Mozart Neves Ramos, diretor de Articulação e Inovação do Instituto Ayrton Senna, acredita que os formandos de cursos de licenciaturas saem da universidade distantes da realidade da escola pública. “Eles têm uma bagagem estritamente teórica, mas a prática quase não se vê na graduação”. Acompanhe o que ele destaca sobre os desafios da formação de professores no Brasil na entrevista a seguir.

Profissão Mestre: As universidades têm conseguido preparar os futuros professores para a realidade das escolas?

Mozart Neves Ramos: Não. Os estudos relacionados tanto à formação inicial quanto à continuada, no âmbito dos cursos de licenciatura, mostraram que os formandos saem da universidade bem distantes da realidade da escola pública. Eles têm uma bagagem estritamente teórica, mas a prática quase não se vê na graduação. O que se tem são estágios quase sem supervisão, que praticamente não contribuem para a formação de qualidade. Isso tudo mostra que essa formação precisa ser mais prática, reduzindo os conteúdos de normatização e legislação para focar na capacitação para enfrentar uma sala de aula. É preciso repensar tanto a formação inicial quanto a continuada. O que temos hoje é uma espécie de operação tapa-buraco, como acontece quando o asfalto de uma via não é benfeito. Se a formação inicial não for de qualidade, a continuada acaba sendo um paliativo, mas não resolve o problema.

Profissão Mestre: O que deve ser mudado nos currículos dos cursos de formação docente?

Mozart: Precisamos incorporar a prática na sala de aula. Mas isso depende de um sistema mais organizado para oferecer uma residência aos estudantes de Pedagogia e licenciatura, ou seja, precisamos organizar a formação para dar condições de o aluno se desenvolver. É verdade que existem algumas experiências no país, mas não há nada amplamente institucionalizado, que oriente as redes na questão do que poderia vir a ser essa residência.

Profissão Mestre: Essa residência segue os moldes da residência dos cursos de Medicina?

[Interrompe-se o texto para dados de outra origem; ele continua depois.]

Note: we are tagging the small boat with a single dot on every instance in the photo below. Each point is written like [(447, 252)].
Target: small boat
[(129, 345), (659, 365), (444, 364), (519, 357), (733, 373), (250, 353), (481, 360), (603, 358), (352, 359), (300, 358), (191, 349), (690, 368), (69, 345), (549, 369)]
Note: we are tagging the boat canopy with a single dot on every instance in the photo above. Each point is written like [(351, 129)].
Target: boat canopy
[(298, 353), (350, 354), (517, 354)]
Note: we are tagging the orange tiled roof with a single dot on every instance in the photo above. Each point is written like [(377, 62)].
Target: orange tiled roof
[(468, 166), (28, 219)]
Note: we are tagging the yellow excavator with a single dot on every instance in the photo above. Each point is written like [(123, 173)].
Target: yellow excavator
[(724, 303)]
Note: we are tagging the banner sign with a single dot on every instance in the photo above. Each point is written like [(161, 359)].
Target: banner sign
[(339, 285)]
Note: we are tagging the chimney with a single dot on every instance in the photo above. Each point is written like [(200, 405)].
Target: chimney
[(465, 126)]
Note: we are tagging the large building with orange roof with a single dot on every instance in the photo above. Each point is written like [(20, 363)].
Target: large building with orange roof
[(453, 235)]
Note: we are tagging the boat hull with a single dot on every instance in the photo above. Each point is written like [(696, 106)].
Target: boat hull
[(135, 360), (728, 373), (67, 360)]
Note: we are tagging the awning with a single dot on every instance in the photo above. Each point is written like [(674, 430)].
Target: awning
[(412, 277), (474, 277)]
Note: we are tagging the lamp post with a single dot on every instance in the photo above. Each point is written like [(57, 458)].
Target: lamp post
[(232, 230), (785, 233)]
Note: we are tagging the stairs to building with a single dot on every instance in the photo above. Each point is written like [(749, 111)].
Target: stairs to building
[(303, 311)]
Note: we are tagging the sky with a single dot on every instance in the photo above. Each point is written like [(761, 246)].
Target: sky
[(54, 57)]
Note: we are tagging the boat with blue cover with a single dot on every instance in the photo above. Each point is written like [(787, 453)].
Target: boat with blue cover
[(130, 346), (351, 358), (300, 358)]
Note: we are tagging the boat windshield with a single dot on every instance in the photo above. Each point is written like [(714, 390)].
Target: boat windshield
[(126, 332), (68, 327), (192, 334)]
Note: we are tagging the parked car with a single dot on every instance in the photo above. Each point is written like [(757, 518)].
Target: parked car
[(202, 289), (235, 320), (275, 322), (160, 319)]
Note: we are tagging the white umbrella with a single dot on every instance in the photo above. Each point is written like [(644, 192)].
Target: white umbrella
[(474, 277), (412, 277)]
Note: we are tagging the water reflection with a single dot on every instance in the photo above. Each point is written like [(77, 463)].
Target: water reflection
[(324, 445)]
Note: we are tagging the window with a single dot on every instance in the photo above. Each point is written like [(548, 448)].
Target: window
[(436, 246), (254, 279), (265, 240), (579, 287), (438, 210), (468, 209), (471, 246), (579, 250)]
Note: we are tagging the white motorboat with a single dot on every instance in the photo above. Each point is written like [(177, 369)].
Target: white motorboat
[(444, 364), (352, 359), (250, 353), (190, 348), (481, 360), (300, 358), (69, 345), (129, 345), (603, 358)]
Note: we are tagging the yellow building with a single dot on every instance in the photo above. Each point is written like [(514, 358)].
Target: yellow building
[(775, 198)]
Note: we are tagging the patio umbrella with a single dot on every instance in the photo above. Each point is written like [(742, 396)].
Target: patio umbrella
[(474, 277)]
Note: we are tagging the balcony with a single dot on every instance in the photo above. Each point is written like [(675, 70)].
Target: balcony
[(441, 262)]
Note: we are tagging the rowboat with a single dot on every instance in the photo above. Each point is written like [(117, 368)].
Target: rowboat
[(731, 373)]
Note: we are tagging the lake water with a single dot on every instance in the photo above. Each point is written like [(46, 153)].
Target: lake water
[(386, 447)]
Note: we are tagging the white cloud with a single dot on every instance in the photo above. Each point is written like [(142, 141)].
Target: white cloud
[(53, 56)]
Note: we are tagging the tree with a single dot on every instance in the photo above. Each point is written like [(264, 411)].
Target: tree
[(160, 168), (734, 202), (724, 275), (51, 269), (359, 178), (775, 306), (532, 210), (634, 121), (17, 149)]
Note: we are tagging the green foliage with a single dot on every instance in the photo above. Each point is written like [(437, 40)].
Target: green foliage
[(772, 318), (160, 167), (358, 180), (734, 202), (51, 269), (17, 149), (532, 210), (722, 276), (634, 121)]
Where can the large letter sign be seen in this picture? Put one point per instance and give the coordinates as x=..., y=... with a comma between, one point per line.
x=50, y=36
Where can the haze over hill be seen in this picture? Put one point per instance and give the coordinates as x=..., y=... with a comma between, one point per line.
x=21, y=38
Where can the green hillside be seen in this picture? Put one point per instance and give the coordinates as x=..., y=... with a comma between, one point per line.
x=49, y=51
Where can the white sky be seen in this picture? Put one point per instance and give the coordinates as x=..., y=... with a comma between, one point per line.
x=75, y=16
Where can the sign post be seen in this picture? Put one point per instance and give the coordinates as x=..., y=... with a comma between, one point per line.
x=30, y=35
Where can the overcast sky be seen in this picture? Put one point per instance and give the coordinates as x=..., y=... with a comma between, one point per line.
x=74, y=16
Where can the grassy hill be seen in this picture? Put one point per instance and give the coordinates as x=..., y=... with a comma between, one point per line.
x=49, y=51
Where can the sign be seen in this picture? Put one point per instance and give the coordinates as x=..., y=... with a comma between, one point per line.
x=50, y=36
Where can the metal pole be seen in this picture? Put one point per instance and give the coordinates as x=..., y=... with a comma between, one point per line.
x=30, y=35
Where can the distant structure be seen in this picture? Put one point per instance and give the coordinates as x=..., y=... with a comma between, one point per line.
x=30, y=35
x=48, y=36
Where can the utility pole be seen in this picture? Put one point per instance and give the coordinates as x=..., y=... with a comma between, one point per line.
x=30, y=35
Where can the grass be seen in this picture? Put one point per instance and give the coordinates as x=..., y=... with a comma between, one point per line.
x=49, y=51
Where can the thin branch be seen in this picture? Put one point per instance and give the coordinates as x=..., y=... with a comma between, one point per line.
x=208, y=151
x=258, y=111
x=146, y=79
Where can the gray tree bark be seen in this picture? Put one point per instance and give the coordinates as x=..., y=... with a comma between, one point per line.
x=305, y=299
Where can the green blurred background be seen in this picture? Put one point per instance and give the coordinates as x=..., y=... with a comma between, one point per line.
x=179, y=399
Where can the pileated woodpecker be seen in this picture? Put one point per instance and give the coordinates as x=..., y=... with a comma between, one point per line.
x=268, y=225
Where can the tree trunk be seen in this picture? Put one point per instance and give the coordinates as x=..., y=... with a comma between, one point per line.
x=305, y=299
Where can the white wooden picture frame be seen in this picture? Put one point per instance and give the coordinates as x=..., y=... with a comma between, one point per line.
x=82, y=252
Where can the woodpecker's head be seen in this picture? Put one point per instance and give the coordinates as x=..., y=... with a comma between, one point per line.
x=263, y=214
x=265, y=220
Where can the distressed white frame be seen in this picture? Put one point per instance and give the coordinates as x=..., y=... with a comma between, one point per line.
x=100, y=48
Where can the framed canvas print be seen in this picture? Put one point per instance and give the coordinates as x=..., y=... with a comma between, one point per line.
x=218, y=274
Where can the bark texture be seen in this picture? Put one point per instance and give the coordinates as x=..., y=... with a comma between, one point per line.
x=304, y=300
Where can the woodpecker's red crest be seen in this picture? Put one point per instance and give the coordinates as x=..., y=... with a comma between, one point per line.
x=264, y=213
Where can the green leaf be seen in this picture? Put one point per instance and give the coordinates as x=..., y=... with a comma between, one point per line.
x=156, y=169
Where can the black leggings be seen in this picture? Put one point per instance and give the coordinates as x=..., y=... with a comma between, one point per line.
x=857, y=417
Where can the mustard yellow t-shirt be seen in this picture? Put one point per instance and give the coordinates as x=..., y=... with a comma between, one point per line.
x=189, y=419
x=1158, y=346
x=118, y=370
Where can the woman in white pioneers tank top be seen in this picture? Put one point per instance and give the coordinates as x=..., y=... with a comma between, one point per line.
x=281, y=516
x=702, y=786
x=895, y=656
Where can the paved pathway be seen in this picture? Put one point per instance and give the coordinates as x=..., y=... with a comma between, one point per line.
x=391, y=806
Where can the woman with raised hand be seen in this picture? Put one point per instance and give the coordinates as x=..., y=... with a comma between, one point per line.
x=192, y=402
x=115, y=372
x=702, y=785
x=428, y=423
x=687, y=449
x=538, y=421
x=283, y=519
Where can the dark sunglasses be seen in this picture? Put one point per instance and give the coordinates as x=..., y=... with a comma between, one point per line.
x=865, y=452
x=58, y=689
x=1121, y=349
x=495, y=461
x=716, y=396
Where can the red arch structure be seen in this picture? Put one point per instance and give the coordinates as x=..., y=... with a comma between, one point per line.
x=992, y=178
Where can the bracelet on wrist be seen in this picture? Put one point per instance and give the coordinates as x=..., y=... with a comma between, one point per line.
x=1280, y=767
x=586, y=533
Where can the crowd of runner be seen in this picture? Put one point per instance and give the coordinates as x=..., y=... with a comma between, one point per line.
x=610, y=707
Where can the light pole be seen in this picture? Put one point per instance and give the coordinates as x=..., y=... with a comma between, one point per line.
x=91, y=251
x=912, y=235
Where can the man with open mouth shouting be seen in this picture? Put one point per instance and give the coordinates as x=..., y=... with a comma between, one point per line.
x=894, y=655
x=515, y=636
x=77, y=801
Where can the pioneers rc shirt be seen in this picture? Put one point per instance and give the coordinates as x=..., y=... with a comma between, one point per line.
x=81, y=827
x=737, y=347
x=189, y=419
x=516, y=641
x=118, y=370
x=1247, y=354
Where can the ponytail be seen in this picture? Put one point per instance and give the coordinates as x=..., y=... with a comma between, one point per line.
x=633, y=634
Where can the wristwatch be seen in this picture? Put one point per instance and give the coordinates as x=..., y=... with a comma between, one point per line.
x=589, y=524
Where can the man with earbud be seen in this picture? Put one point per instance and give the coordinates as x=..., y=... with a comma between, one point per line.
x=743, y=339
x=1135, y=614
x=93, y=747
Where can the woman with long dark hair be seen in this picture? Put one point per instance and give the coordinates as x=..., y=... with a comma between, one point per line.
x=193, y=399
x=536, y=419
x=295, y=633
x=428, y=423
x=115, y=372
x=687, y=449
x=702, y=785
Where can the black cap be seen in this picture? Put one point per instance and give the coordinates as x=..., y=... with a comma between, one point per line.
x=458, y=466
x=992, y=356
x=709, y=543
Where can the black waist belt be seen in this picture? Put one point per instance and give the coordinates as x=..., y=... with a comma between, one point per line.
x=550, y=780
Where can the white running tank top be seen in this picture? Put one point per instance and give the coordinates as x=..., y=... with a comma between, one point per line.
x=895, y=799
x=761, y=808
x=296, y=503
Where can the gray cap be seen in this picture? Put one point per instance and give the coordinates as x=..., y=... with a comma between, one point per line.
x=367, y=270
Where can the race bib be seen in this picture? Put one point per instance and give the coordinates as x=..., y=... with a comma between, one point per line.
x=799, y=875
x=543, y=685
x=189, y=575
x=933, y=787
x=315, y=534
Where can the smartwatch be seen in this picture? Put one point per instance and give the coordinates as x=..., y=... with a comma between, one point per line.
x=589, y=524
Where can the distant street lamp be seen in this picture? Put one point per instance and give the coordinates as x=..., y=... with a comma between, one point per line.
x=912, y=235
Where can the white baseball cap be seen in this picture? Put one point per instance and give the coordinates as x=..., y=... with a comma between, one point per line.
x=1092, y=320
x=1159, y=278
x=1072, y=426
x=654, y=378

Mozart: Sim. Hoje, há parâmetros de qualidade para que o hospital seja credenciado a oferecer residência. A residência docente teria essa base, com escolas certificadas em todo o Brasil, contanto que tenham os insumos necessários: estrutura, como laboratórios, além de professores formados nas disciplinas que lecionam. Essas escolas teriam universidades âncoras, e os professores dessas instituições poderiam fazer a supervisão de acordo com a proximidade geográfica. Além disso, a residência seria integrada ao Programa Institucional de Bolsa de Iniciação à Docência (Pibid), com valor diferenciado dessa bolsa, para permitir que o jovem possa se dedicar ao máximo. Ou seja, são dois eixos: escolas credenciadas e alunos com bolsas.

Profissão Mestre: E qual sua avaliação das pós-graduações da área?

Mozart: Elas só fazem sentido se forem voltadas à atuação como professor. Hoje, as universidades querem formar pesquisadores. Mas precisamos de pós para professor, e não para pesquisador, para que possamos melhorar a qualidade das aulas em nossas escolas. Também precisamos valorizar a licenciatura, porque hoje ela é tratada como um “bacharelado de segunda categoria”, com menos status. Mas isso só vem como outro desafio: a carreira precisa ser mais atrativa. Hoje ninguém quer ser professor. O salário e o plano de carreira são dois elementos estratégicos. A remuneração tem que estar atrelada ao desenvolvimento profissional, à formação continuada e aos resultados em sala de aula.